SACRAMENTO (CBS13) -- For 14 years, Henry Jackson has visited his mother's grave, knowing one day he and his wife would be buried right next to her.

But Sacramento Memorial Lawn has had someone else buried there instead, he said, after they double sold his plot.

"It doesn't make me feel too good," he said.

After his mother died in 1998, Jackson paid more than $2,000 for the extra plot, his contract indicates.

"Family is very important to us, and we want to be together," he said.

The cemetery offered him and his wife a different spot or a refund, but Jackson wants to rest next to his mom, he said.

"They need to make the customers whole," said Russ Heimerich of the California Funeral and Cemetery Bureau.

Double selling plots happens from time time -- often because of mixups in old paper records at older cemeteries -- but it isn't illegal unless it's done on purpose.

"What we are concerned about is whether or not it was intentional double selling -- in which case there was fraud involved -- or if it was a records error," Heimerich said.

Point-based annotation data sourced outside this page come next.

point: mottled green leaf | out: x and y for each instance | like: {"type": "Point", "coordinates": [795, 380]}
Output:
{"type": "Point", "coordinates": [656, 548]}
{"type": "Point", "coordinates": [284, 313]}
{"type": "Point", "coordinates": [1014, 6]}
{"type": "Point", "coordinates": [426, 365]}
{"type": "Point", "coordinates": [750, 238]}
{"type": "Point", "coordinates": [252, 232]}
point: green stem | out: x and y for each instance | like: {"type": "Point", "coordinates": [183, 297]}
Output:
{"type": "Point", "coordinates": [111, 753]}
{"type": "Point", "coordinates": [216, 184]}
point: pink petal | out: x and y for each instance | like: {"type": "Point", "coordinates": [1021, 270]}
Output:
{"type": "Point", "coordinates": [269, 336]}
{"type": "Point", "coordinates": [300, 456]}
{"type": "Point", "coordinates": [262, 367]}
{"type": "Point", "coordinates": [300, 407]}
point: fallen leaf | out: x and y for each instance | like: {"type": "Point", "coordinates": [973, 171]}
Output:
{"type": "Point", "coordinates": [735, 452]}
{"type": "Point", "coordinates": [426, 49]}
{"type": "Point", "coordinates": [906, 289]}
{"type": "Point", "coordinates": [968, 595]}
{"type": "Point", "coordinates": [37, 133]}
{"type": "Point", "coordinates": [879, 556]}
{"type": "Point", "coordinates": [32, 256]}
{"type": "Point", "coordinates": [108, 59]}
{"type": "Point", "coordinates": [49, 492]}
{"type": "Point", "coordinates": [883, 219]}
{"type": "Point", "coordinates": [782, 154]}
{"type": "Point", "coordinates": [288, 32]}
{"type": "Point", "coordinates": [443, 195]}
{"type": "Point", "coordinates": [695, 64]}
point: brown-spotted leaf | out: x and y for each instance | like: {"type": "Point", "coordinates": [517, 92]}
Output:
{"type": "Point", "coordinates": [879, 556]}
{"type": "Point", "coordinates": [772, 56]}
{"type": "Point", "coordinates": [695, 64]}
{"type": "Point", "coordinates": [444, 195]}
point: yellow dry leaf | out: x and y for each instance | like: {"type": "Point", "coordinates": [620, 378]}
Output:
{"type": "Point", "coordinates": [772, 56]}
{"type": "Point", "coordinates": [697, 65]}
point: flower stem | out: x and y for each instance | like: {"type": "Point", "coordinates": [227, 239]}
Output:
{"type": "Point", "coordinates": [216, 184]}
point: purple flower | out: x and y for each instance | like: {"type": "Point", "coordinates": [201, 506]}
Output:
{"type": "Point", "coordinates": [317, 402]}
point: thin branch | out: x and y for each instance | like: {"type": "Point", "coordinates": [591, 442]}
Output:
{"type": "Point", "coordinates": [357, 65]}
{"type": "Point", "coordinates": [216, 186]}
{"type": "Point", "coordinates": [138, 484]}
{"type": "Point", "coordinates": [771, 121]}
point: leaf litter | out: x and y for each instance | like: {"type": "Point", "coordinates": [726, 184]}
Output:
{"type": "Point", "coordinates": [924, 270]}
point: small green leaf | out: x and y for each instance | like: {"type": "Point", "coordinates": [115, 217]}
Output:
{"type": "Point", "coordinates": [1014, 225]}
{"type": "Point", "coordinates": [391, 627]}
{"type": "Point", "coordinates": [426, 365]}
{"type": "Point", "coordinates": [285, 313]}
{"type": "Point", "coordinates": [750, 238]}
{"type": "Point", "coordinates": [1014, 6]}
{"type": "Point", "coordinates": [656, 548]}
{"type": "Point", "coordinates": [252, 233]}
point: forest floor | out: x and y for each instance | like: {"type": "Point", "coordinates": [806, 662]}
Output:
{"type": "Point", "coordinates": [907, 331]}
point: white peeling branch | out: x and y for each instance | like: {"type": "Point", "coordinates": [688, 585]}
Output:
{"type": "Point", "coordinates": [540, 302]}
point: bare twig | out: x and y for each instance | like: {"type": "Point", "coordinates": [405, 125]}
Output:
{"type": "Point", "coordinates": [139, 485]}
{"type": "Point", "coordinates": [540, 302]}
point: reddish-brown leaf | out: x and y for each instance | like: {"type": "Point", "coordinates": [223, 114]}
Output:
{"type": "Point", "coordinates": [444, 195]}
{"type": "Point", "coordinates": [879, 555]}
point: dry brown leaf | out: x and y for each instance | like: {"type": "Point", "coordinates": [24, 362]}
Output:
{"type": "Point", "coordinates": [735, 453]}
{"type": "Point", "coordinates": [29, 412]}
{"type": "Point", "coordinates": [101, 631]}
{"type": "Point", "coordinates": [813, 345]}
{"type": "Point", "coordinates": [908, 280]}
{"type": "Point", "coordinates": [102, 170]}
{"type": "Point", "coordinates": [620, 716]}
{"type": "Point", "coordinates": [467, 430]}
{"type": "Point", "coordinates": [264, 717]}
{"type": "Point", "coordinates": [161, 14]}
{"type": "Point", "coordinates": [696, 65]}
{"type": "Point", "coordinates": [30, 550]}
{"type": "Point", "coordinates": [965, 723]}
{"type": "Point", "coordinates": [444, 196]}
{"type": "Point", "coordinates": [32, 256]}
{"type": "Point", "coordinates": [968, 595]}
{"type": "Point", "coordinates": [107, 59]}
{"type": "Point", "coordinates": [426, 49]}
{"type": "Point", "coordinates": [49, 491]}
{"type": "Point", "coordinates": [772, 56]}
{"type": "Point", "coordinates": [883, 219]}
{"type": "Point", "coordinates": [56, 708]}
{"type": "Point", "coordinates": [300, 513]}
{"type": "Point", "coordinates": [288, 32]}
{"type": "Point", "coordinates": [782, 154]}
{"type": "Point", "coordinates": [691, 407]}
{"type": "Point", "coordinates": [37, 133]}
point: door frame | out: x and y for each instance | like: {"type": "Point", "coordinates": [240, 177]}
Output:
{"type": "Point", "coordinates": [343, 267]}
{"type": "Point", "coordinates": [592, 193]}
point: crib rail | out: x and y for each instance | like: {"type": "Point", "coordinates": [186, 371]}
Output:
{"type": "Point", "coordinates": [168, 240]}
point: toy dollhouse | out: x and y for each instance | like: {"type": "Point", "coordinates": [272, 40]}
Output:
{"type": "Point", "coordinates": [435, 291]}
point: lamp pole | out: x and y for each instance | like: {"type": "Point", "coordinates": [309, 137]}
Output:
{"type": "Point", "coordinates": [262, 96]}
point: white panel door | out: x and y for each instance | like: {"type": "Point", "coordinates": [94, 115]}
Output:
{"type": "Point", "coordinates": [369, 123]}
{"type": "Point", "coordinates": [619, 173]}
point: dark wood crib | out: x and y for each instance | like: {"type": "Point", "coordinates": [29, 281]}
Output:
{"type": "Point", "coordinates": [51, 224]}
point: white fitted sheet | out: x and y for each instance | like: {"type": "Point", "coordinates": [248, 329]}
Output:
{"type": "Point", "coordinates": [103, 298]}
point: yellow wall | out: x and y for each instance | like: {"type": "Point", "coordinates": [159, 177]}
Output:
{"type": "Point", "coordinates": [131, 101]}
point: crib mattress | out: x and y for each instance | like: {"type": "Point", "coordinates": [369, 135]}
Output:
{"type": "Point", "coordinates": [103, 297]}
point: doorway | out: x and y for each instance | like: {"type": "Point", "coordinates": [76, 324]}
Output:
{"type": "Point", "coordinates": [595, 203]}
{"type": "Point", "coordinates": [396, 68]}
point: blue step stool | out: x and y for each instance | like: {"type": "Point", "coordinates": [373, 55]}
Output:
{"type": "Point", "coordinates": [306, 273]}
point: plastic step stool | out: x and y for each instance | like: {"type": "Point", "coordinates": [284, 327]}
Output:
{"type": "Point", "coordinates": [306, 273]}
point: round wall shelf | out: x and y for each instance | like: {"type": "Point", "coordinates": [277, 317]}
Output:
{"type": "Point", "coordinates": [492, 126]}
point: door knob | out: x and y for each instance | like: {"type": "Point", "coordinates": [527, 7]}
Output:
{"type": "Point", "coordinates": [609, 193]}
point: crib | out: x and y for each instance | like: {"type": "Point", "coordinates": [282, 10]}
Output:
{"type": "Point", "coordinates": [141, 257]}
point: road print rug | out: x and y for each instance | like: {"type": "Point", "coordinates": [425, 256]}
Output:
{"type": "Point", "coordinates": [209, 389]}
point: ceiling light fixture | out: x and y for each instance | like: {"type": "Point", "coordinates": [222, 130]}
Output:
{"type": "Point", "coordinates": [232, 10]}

The cemetery's parent company Stonemor Partners admits "it was clerical error" -- "done 8 or 9 years ago" before the company even bought the cemetery.

Jackson wanted Sacramento Memorial Lawn to move the person buried in his spot, he said.

After CBS13 got involved, however, Jackson said the cemetery agreed to move the old grave over to squeeze in another spot for him -- a process which is legal if the family of the person buried there agrees to it or a court approves the move.

"Justice been done, and it makes me feel great," Jackson said.

StoneMor Partners would not tell CBS13 whether the cemetery got permission or a court order to move the grave.